Subprime: What’s Happening Now:
As noted above, the subprime wave is already expanding outward, but the plaintiffs’ lawyers may just be getting started. According to recent news reports (here
), Patrick Coughlin
of the Coughlin, Stoia, Geller, Rudman & Robbins
firm, has declared subprime the "top priority." The article quotes Coughlin as saying that subprime is "really everything and the only thing now." The news article reports that the firm had "already filed 25 mortgage-related complaints against investment banks, mortgage lenders, and others, and it expects to bring about 15 more cases." The firm is considering bringing on more lawyers.
And speaking of the Coughlin Stoia firm, I recently noted (here
) that the increased securities litigation activity in the second half of 2007 is due in large part to the sudden increased activity of the firm, a fact that is corroborated in the recent news reports. The article quotes Coughlin as saying "we have filed more cases in the last three or four months than we filed in the previous year."

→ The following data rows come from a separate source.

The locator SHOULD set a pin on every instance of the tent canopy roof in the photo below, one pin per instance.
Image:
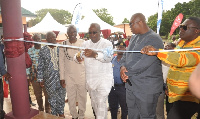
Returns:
(91, 17)
(47, 24)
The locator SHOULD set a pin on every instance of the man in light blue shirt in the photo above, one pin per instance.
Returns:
(118, 92)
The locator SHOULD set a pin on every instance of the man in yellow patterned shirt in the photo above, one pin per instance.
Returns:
(182, 65)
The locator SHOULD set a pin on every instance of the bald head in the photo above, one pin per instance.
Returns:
(138, 24)
(138, 17)
(96, 25)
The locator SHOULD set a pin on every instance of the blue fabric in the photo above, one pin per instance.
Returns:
(116, 71)
(118, 96)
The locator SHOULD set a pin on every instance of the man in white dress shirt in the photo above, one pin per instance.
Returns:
(99, 73)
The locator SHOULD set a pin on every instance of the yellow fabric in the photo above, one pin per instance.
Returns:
(182, 65)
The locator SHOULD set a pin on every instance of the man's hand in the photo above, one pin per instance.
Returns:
(7, 76)
(122, 73)
(146, 49)
(41, 84)
(62, 83)
(90, 53)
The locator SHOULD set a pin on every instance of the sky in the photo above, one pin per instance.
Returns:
(118, 9)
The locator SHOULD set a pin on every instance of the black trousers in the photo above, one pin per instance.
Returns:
(118, 96)
(182, 110)
(1, 94)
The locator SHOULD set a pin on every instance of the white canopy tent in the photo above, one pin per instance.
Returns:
(91, 17)
(47, 24)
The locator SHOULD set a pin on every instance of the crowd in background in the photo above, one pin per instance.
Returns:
(136, 83)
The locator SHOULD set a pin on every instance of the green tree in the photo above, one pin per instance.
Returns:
(61, 16)
(104, 15)
(125, 20)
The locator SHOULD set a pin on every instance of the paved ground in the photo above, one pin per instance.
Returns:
(88, 113)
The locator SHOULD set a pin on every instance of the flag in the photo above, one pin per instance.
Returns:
(160, 10)
(176, 23)
(77, 14)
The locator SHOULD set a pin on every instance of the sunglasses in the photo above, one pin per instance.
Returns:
(94, 32)
(185, 27)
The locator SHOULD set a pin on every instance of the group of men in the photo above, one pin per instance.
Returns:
(60, 70)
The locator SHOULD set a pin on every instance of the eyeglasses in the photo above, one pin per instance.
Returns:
(185, 27)
(94, 32)
(130, 24)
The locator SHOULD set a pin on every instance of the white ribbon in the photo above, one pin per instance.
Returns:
(107, 51)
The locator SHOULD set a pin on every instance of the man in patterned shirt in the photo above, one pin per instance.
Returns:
(32, 71)
(48, 75)
(185, 105)
(74, 75)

So much for the supposed "permanent shift
" to a lower level of securities lawsuit filings.
Adding Injury to Insult:
In an earlier post (here
), I commented on United Rental’s
litigation efforts and threats to try to compel Cerberus Capital Management to honor its agreement to acquire United Rentals. It now appears in addition to United Rental’s lawsuit against Cerberus, on November 20, 2007, certain United Rentals shareholders initiated a purported securities class action lawsuit. According to the plaintiffs’ attorneys’ press release (here
), the plaintiffs allege that the company and its directors and officers violated the federal securities laws by "failing to disclose that, several weeks after the Merger Agreement was signed, Cerberus contacted [United Rentals] and expressed concern about its ability to proceed with the merger given the changes in the credit and financial markets." The plaintiffs allege that the failure to disclose these facts misled investors and caused United Rental’s shares to trade at artificially inflated prices.
While I have previously speculated that the buy-out bubble bust would provoke litigation, I confess I never anticipated the possibility of securities lawsuits by the shareholders of the disappointed target company. But there certainly are no shortage of these kinds of situations around these days, and hyperactive plaintiffs’ lawyers could well create an entire category of lawsuits like this one.

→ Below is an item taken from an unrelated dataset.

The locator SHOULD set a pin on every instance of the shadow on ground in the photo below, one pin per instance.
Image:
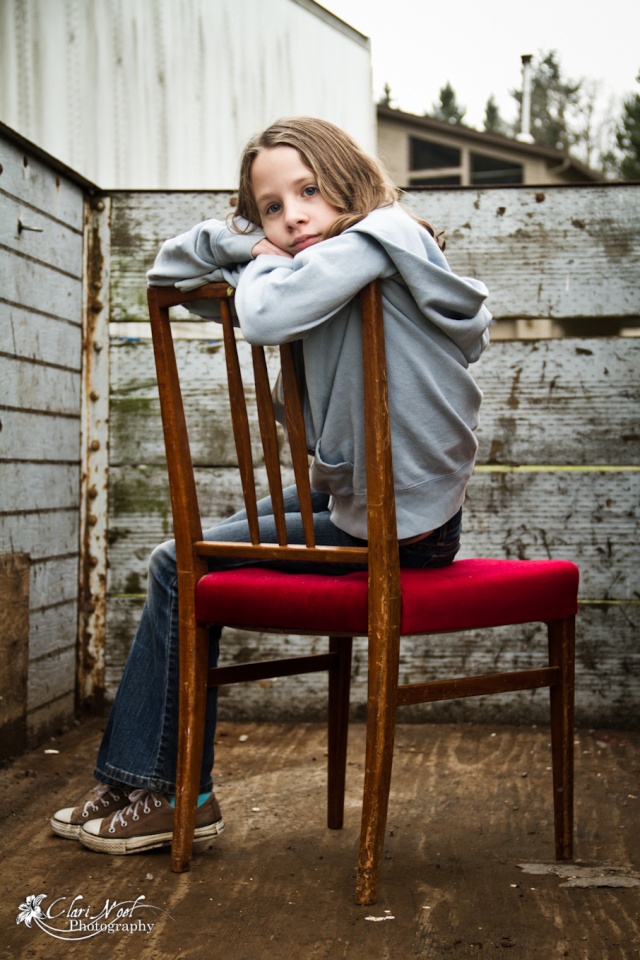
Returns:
(468, 869)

The purport of the allegations suggests a keen dilemma for company managers who are trying to hold a floundering merger together; the plaintiffs’ allegations suggest that at the very time that managers are engaged in fraught negotiations to salvage the deal, they should be publicly disclosing the challenges confronting the merger’s completion.
The problem here is that the deal fell apart, which event management was trying to prevent – there would have been no injury if the deal went through, and whatever chance there was to salvage the deal would not have been advanced if management had been issuing press releases every day about the ebb and flow of the discussions.
I feel like throwing a flag on this lawsuit. Unsportsmanlike conduct, unnecessary roughness, piling on. But that doesn't mean there won't be more cases like this one, I suppose.
Adam Savett of the Securities Litigation Watch blog
points out that a buyout bust up previously resulted in a securities class action lawsuit in connection with the failed Harman Interational
buyout. I actually discussed the Harman lawsuit in an earlier post, here
. So, does two lawsuits constitute a trend?